Three Rivers Community College graduates its golden anniversary class

By Janice Steinhagen - Staff Writer
Norwich - posted Mon., Jun. 3, 2013
Cecelia Norwid of Griswold and George Smith of East Lyme await the call to begin the march into the hall for Three Rivers Community College's commencement. Photos by Janice Steinhagen.
Cecelia Norwid of Griswold and George Smith of East Lyme await the call to begin the march into the hall for Three Rivers Community College's commencement. Photos by Janice Steinhagen.

As Three Rivers Community College sent its 50th graduating class on to the next step at its June 1 commencement, it also bid farewell to President Dr. Grace Jones, who steered the institution since 2001 and who will retire June 30.

“Use knowledge to bring change to your world,” Jones urged the 298 graduates who attended the ceremony at the Garde Arts Center in New London. “Make a positive impact for change. Give back. Vote. Use your voice. Embolden yourself. Have a courageous conversation ... Remember me for the fact that I am challenging you to go out and be all you can be.”

Jones, who served as the event’s guest speaker, hearkened back to the college’s origins in two separate institutions, Thames Valley Technical College, founded in 1963, and Mohegan Community College, founded in 1970. The two merged in 1992, and under her tenure moved to the current campus in 2009. Since its inception 50 years ago, she said, the college has produced more than 20,000 graduates.

Valedictorian Regene Abandula told her classmates the story of her arrival from the Philippines three years ago. She hoped to study accounting, but thought she could not afford college. “I thought I would have to put my dream on hold,” she said. But TRCC made it possible to for her to earn an associate’s degree in accounting. She will transfer to Eastern Connecticut State University in the fall to study for a bachelor’s degree.
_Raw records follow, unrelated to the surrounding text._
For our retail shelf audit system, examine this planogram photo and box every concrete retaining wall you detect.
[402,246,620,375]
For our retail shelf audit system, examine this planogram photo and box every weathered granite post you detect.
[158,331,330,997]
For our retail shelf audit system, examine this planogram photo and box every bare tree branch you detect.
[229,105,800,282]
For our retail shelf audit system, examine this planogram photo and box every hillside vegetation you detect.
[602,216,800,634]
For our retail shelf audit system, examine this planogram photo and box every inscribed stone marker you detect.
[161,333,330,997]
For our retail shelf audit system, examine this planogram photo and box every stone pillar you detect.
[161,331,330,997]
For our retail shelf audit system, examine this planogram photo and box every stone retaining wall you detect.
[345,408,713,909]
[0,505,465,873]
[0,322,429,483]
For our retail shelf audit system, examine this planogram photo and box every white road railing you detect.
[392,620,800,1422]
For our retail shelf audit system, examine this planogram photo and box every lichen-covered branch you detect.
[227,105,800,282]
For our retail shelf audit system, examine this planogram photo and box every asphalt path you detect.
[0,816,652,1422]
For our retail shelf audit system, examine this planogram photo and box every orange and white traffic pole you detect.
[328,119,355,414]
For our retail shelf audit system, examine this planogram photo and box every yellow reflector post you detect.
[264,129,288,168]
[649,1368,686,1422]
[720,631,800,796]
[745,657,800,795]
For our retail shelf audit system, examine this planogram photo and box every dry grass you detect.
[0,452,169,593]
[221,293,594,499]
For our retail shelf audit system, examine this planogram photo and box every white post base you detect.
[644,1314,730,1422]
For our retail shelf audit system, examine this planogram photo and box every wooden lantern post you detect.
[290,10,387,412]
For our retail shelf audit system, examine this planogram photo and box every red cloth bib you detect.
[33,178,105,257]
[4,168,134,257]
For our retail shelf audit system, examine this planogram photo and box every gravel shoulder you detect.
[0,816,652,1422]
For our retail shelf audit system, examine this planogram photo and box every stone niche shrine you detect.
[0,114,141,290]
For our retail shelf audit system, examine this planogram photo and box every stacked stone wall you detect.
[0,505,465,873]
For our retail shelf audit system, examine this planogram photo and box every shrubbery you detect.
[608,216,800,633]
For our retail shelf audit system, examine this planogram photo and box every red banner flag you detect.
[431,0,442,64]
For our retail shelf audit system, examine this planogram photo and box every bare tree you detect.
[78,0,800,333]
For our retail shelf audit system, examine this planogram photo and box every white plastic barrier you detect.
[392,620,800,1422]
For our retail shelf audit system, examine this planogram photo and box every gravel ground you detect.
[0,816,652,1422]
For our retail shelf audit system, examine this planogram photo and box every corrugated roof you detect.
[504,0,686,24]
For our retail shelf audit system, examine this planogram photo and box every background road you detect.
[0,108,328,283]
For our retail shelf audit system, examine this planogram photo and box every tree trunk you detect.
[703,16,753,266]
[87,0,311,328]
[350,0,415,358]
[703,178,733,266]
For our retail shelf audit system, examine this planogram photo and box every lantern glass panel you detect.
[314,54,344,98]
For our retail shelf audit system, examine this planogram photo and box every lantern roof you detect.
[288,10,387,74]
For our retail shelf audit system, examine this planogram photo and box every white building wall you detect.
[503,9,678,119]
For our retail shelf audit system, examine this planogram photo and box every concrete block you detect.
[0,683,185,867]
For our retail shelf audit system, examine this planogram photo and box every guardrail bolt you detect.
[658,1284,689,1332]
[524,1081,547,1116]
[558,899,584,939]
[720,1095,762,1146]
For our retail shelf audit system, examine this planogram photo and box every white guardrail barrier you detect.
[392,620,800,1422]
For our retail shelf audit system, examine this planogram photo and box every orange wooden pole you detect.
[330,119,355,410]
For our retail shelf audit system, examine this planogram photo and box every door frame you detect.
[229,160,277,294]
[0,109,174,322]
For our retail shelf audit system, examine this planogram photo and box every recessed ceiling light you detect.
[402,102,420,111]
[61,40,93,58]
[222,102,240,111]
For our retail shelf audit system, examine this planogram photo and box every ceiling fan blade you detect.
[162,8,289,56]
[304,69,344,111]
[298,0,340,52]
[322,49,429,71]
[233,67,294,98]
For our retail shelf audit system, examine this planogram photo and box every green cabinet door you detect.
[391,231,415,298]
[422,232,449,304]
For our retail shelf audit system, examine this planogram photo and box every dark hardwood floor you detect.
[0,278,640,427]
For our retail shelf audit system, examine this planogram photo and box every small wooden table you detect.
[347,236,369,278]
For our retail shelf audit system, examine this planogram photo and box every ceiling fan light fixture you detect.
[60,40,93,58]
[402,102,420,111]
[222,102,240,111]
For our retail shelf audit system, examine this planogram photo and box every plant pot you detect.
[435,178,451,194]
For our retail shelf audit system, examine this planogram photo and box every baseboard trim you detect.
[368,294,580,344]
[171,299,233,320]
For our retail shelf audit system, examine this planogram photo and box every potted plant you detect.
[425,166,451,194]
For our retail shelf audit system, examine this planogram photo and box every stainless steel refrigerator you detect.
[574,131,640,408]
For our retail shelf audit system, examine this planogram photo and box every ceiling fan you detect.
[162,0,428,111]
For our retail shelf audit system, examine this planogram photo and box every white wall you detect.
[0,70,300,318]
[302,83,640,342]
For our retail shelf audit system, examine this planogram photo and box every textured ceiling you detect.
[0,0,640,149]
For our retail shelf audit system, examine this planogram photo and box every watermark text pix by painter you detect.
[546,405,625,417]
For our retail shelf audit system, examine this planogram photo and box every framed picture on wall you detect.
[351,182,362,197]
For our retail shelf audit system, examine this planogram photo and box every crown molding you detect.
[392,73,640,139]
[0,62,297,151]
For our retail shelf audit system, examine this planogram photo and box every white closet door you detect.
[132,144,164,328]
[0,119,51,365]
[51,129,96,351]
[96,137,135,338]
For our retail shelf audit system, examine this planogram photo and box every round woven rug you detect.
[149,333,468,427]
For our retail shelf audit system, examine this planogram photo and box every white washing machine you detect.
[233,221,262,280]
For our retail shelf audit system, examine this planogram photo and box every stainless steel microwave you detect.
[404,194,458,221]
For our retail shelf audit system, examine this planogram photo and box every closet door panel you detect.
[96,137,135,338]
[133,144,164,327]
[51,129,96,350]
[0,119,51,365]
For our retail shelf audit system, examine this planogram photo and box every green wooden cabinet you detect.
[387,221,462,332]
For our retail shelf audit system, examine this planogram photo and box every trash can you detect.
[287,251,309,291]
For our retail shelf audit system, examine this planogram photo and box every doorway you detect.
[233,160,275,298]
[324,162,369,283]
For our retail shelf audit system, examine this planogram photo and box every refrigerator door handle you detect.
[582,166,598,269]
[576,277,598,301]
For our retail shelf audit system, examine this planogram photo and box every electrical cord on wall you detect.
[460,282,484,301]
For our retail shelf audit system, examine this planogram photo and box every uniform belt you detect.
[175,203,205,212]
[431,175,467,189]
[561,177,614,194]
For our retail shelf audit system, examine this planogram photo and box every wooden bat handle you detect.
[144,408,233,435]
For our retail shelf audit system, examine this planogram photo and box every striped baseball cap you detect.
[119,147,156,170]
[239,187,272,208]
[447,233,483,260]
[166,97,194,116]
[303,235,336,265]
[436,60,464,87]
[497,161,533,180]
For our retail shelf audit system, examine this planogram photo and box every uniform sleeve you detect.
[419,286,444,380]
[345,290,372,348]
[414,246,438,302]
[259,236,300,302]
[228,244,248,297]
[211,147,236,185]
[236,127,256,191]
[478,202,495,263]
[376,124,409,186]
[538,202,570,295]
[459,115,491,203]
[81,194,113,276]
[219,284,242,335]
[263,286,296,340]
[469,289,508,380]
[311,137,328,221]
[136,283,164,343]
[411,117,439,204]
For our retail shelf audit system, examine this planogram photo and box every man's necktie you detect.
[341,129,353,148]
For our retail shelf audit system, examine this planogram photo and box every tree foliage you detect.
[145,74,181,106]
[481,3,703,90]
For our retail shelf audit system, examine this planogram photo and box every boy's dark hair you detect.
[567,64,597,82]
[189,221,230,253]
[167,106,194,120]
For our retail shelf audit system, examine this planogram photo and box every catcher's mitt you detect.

Abandula offered thanks to those who helped her along her path, including her late mother who, she said, instilled in her a love of learning from an early age. “Don’t be afraid to ask for help,” she advised her classmates. “There are times when asking for help is inevitable. There are people who are more than willing to help, with the wisdom to help you learn from their experiences.” She challenged the graduates “to be Three Rivers graduates the school can be proud of.”

“Three Rivers will always be a part of my being, and I’m sure it will be a part of yours also,” said Jones. “I am so excited for you.”